The challenge here will be to find a simple way to (self-) calibrate this circuit anywhere, so it can be used for reflow with whatever people decide to use: grills, mini ovens, skillets. The temperature control need not be precise – only detail is that a step from 180°C to 250°C shouldn’t overshoot by too much. The slow ramp up to that point can be used to try and “balance” heat flow in the system, so that both the oven and the PCB are in a fairly stable and reproducible state when they reach 180°. There’s a follow post w.r.t. reflow profiles coming up tomorrow.

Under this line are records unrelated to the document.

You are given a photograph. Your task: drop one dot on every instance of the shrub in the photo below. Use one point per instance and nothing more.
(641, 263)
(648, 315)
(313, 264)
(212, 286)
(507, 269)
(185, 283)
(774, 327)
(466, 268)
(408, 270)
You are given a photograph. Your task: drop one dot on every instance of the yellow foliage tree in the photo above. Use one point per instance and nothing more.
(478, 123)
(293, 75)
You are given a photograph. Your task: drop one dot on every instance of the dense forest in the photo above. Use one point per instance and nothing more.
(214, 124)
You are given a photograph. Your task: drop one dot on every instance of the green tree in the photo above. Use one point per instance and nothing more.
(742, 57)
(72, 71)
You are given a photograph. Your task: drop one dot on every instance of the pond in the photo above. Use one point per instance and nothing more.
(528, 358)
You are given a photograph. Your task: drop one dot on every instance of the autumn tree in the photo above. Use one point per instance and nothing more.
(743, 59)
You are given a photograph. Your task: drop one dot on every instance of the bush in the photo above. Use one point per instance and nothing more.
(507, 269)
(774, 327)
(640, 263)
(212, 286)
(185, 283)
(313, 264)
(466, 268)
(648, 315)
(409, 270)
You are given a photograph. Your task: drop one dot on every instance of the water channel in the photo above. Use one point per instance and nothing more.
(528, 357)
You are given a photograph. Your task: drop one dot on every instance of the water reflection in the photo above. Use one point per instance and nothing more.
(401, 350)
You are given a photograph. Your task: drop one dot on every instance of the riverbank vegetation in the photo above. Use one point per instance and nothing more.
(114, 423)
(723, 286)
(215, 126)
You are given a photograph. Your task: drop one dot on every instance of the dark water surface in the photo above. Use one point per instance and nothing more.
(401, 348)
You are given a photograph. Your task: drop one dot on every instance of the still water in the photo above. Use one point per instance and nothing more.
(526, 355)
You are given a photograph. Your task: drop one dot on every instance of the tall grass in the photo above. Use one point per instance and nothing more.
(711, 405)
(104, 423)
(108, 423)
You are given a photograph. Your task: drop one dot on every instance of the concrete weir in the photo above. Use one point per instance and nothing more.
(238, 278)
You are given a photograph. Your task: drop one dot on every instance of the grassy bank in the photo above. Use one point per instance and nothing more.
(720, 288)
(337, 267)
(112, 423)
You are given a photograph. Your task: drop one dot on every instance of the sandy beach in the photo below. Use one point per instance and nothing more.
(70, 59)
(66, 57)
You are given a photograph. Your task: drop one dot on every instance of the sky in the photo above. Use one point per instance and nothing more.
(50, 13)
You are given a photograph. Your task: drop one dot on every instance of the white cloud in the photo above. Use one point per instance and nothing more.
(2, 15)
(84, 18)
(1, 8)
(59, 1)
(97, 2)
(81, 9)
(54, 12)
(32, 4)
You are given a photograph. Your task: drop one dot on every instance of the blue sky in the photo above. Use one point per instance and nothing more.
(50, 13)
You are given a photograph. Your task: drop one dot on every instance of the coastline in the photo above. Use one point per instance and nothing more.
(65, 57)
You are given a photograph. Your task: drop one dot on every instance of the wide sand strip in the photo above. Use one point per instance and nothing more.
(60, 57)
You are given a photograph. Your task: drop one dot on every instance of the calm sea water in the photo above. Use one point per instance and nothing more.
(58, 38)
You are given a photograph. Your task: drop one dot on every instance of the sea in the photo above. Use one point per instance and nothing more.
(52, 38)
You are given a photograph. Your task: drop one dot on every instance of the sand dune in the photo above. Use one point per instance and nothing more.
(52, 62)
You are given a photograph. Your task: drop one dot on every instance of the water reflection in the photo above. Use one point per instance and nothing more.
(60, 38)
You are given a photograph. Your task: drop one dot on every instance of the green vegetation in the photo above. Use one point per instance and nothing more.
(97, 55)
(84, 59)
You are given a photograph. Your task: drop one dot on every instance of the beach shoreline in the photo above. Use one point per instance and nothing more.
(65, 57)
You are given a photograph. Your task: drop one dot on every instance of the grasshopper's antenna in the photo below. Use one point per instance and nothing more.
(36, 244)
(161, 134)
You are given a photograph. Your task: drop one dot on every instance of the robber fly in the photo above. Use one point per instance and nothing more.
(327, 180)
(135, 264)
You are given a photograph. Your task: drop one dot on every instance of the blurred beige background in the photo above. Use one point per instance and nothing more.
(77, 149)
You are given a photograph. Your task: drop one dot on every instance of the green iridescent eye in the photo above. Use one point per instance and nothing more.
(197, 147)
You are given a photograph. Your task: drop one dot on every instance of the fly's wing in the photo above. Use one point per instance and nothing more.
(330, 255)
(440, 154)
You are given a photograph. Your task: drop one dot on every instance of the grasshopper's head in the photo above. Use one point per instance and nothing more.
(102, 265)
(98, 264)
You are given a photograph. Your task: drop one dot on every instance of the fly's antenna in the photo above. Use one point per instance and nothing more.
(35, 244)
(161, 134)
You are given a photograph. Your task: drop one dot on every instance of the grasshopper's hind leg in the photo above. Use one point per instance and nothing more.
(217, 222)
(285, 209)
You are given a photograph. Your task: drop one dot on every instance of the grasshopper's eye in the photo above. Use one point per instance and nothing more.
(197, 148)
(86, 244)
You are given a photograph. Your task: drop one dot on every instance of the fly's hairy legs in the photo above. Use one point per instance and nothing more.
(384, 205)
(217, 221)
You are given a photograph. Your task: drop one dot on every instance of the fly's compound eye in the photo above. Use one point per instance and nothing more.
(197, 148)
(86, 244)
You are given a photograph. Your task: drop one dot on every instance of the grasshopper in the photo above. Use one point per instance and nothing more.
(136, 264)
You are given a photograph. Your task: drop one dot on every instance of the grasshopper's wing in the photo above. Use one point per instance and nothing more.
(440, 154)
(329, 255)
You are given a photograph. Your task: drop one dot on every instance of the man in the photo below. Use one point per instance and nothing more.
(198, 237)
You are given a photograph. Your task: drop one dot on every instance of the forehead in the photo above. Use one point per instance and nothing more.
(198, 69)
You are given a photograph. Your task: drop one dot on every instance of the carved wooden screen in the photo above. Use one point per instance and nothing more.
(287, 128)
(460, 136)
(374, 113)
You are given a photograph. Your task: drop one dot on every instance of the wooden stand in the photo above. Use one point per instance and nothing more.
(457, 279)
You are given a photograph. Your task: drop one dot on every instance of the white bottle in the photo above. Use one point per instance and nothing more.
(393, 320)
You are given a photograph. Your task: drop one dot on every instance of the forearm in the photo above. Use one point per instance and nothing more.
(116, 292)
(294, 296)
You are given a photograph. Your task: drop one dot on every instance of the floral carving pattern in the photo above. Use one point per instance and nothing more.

Follow-up: maybe that’s the way to do it: hunt for 180°. Then use a step and measure overshoot. Fall back and stabilize again at 180°, and try an improved step time. Until the 180-to-250 step works well enough? It’s very empirical, but I’m not sure real PID control is going to be worth aiming for, since that requires proper tuning – from what I’ve seen and tried, that’s the hard part.